35.王妃様のお茶会③(中盤戦)
今すぐにでも話を訊きたそうな2人の圧を受けつつ、やんごとなき方々と当たり障りない会話をした後、わらわらと群がってくる少年少女たちに若干パニックを起こしていた。
いきなりどうした!?
小さいのから大きいのまで、ああ、貴族令息令嬢ってこんなにいたのって感じで、もうぐーるぐる。
いや待て、わたし!
外見10歳だけど、中身アラサーでしょ!
この世界で10年過ごして、認めたくないけれどもうアラフォーでしょ!
アラフォーから見たら、10代は子供よね!
ひょっとして結婚してたら自分の子供位よね!
子供相手に何を怖がる必要あるの!?
大丈夫だーわたし!
がんばれわたし!
そうして己を鼓舞し、微笑みを張り付けて挨拶しまくった。

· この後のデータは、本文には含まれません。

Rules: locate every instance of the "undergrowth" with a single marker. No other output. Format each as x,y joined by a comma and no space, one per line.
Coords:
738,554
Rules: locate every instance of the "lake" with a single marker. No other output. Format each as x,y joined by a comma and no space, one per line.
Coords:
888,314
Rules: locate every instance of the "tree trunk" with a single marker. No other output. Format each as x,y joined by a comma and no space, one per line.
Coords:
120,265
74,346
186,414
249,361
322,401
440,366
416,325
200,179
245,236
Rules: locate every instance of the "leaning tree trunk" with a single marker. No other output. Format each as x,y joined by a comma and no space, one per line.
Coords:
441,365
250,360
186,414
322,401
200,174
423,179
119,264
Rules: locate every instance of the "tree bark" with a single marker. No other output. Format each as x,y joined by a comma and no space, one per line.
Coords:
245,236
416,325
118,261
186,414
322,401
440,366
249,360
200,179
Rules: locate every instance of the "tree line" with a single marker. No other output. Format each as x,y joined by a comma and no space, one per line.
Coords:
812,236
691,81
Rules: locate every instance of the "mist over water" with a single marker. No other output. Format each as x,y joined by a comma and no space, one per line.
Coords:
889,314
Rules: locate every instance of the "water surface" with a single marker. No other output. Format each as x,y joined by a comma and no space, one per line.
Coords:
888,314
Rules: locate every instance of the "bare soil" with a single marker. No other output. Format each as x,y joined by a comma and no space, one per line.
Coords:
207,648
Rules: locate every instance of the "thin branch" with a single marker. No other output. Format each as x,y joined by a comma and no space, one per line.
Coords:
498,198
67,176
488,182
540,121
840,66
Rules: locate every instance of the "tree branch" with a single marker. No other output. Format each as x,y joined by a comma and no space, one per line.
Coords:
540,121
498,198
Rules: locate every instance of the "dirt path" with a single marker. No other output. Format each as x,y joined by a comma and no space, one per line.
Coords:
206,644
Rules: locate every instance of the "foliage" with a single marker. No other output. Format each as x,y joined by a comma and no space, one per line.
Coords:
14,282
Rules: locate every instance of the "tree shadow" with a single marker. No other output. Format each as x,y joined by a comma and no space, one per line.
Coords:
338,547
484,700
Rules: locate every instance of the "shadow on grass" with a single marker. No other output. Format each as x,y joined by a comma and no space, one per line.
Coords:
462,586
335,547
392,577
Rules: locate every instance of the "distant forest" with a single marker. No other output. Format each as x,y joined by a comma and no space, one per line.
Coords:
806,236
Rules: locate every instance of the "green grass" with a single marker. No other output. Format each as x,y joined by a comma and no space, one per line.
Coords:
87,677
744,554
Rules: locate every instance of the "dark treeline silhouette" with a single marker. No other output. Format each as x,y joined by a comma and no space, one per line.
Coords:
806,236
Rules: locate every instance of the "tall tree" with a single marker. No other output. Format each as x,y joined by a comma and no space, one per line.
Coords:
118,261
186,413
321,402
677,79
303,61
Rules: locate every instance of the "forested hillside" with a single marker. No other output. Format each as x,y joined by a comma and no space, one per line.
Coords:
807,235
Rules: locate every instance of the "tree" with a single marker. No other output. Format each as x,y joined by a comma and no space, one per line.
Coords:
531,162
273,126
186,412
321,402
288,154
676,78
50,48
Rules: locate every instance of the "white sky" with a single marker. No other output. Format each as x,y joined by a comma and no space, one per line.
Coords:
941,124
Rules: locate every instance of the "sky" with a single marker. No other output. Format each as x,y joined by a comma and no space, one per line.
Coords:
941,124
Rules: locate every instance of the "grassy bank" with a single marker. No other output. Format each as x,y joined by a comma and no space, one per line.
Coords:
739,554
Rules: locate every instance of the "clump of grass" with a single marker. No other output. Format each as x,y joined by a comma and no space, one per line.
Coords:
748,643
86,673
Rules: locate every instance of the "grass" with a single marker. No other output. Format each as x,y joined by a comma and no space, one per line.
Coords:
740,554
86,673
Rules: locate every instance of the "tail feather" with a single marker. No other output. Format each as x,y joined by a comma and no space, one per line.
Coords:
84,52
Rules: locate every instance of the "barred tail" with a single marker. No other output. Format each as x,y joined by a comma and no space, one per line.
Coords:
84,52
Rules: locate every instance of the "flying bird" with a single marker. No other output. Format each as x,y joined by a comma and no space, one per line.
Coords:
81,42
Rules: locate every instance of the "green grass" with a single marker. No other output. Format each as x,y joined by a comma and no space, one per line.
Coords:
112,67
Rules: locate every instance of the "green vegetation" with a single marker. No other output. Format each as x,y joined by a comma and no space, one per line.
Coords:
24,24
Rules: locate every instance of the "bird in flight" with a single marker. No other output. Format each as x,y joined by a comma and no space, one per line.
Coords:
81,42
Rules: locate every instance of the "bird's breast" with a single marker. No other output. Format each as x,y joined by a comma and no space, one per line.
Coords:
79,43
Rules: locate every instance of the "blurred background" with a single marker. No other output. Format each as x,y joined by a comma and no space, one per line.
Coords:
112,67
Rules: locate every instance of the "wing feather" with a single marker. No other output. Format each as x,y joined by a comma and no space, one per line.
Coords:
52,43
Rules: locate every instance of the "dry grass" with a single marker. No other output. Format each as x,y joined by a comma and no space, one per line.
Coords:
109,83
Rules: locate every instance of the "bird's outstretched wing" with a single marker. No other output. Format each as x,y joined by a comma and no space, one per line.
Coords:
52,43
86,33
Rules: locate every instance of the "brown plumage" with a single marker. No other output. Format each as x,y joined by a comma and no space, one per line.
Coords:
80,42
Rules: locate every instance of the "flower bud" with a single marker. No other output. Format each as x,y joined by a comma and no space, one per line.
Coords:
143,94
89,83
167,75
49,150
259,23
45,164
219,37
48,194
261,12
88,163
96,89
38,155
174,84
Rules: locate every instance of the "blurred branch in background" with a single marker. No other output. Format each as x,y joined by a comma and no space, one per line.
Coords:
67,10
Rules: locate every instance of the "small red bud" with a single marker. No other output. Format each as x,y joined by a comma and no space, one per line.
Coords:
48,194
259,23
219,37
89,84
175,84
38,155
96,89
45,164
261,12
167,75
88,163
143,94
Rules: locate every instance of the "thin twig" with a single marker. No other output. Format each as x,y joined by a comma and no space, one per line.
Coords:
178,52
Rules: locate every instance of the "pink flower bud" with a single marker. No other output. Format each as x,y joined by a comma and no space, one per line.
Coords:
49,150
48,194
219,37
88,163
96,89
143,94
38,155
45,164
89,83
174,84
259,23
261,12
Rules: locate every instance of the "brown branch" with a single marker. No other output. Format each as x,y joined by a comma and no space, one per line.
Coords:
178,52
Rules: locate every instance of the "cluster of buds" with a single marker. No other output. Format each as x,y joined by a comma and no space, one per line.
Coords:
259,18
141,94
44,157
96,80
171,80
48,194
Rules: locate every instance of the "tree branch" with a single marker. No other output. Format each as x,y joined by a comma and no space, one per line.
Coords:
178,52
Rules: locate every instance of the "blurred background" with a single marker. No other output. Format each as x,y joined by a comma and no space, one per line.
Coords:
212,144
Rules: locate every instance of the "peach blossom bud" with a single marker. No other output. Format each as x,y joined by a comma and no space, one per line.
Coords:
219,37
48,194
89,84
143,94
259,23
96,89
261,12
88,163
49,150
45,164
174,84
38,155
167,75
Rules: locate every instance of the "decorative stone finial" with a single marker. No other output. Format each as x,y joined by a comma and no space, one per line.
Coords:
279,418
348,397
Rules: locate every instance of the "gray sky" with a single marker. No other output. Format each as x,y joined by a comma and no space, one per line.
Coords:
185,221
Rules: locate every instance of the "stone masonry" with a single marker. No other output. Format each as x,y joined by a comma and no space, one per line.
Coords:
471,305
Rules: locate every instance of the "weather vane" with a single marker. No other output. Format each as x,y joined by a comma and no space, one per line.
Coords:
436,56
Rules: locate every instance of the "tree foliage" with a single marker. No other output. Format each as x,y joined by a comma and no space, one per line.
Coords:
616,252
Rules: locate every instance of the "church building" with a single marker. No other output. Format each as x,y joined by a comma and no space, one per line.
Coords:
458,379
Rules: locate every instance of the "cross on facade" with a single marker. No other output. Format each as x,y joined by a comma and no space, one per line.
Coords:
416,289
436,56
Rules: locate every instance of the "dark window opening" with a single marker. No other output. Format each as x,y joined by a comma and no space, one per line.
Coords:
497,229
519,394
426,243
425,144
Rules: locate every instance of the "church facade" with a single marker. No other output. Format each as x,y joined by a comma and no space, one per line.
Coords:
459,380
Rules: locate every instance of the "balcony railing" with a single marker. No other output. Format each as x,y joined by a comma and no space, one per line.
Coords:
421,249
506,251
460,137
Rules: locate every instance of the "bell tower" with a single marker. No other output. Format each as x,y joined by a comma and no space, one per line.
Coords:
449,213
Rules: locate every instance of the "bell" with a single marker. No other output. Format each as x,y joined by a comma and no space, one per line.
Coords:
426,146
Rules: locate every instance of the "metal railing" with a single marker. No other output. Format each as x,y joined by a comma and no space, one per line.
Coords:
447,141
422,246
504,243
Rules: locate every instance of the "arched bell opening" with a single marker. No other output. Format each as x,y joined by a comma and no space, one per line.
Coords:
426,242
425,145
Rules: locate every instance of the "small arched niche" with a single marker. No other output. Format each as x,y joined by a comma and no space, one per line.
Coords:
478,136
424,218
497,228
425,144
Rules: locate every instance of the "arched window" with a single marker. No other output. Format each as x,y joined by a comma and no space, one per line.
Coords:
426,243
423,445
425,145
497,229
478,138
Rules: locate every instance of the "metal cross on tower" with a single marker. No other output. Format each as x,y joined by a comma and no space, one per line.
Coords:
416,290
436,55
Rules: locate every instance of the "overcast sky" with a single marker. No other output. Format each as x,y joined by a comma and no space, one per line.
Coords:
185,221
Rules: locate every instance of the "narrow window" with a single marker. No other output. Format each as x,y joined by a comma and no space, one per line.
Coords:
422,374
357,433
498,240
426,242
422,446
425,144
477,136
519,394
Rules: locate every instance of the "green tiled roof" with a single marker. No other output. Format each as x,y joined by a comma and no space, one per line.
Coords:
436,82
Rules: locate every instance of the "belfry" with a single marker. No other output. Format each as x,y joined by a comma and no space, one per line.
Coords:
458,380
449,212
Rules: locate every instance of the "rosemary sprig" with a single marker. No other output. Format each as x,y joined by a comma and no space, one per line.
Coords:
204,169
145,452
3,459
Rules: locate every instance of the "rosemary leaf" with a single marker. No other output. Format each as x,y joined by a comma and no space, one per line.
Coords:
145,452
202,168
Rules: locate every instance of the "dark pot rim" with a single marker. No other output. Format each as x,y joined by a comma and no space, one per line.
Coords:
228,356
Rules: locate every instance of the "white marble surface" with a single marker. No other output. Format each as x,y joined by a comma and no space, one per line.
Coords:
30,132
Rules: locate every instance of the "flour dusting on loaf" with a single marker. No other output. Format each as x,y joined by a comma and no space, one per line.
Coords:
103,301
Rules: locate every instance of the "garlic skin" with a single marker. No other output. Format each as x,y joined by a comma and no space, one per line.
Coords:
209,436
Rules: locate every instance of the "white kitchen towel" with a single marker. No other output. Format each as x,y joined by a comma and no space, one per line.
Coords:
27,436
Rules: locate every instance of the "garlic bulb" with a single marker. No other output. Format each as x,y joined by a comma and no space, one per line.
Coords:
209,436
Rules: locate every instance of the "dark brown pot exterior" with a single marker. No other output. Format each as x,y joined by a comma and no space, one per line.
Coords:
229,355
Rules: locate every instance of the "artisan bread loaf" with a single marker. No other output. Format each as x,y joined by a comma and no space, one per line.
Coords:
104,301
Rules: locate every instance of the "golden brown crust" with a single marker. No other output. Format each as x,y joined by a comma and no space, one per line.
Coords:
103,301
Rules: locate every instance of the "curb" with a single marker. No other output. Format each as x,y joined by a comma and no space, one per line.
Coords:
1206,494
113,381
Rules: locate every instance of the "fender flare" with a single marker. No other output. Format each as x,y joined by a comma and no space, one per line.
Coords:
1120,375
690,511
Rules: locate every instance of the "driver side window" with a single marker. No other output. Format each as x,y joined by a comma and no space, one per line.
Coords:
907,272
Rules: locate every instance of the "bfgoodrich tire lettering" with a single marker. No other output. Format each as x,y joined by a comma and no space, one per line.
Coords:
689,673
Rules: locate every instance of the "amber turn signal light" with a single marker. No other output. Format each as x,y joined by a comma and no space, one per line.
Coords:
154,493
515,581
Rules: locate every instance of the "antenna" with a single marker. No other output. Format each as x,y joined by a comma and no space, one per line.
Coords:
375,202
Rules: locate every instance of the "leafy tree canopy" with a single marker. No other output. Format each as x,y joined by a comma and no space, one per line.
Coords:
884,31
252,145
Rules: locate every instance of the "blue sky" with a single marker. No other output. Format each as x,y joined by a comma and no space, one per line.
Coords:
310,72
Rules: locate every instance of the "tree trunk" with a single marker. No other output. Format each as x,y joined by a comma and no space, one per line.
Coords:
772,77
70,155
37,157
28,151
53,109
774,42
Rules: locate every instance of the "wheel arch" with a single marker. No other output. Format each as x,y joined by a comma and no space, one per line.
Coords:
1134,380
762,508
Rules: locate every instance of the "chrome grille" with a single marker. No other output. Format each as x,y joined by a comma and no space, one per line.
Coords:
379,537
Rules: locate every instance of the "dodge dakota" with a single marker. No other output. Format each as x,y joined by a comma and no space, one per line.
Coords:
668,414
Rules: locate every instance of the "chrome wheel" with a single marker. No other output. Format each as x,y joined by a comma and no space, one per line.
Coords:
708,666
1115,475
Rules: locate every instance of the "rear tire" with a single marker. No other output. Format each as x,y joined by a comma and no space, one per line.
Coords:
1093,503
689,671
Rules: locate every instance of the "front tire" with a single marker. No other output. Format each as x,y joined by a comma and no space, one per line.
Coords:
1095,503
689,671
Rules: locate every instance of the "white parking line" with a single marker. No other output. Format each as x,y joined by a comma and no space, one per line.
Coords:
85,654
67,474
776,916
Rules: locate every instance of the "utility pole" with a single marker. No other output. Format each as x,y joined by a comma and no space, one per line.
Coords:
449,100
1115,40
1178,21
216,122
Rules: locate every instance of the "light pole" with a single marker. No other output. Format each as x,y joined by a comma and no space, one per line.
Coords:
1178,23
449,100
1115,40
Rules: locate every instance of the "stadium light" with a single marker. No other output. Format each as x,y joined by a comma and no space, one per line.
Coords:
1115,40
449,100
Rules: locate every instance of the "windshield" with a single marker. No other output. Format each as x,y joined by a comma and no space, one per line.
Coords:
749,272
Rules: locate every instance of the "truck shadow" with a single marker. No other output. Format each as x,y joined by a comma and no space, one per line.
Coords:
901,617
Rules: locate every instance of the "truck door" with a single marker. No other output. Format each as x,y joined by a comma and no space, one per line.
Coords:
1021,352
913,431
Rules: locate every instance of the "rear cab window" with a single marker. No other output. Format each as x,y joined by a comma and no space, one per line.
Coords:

相手はもはや覚えていない。
しかしそうして奮闘している傍ら気づいた事と言えば、多分この会場にいると思うんだけど、見事にオーディン学園の同級生たちと会っていない。避けられたかな?
それに従兄弟たち。会いたい訳じゃないけれど、来てるはずなんだよね。
あとはシリウス様が適当にさばき、ようやく目当ての人物を探し当てた。
「マリエル様!」
マリエル先輩はどこかで見たことがあるような、すらりとした青年をパートナーに、飲食コーナーのテーブルでスイーツを頬張っていた。
「……んっ、アリス様、ごきげんよう」
ごっくんと飲み下して、笑顔で振り返る。
そしてわたしと一緒にいるビアンカ様とヘンリー様に目を止めて、改めて挨拶し合う。
「皆さん、改めてアリス様に注目しているようですわね。さっきまですごい人ごみでしたから、ご挨拶を遠慮していました」
「いえいえ、お気になさらないで下さい。で、えーと、こちらの方は……」
ちらりとシリウス様の斜め後ろから、パートナーの青年を窺う。
「あら、アリス様はサリーをご存じなかったのね」
「サリー……」
あー、なんかいたなぁ。生徒会サロンで会ったっけ。
「アリス様、こちらは前生徒会長補佐を務めていた、サリエル・ヴェルツナーです」
シリウス様が丁寧な口調で紹介したからか、サリエル様は畏まって膝を付いた礼を取った。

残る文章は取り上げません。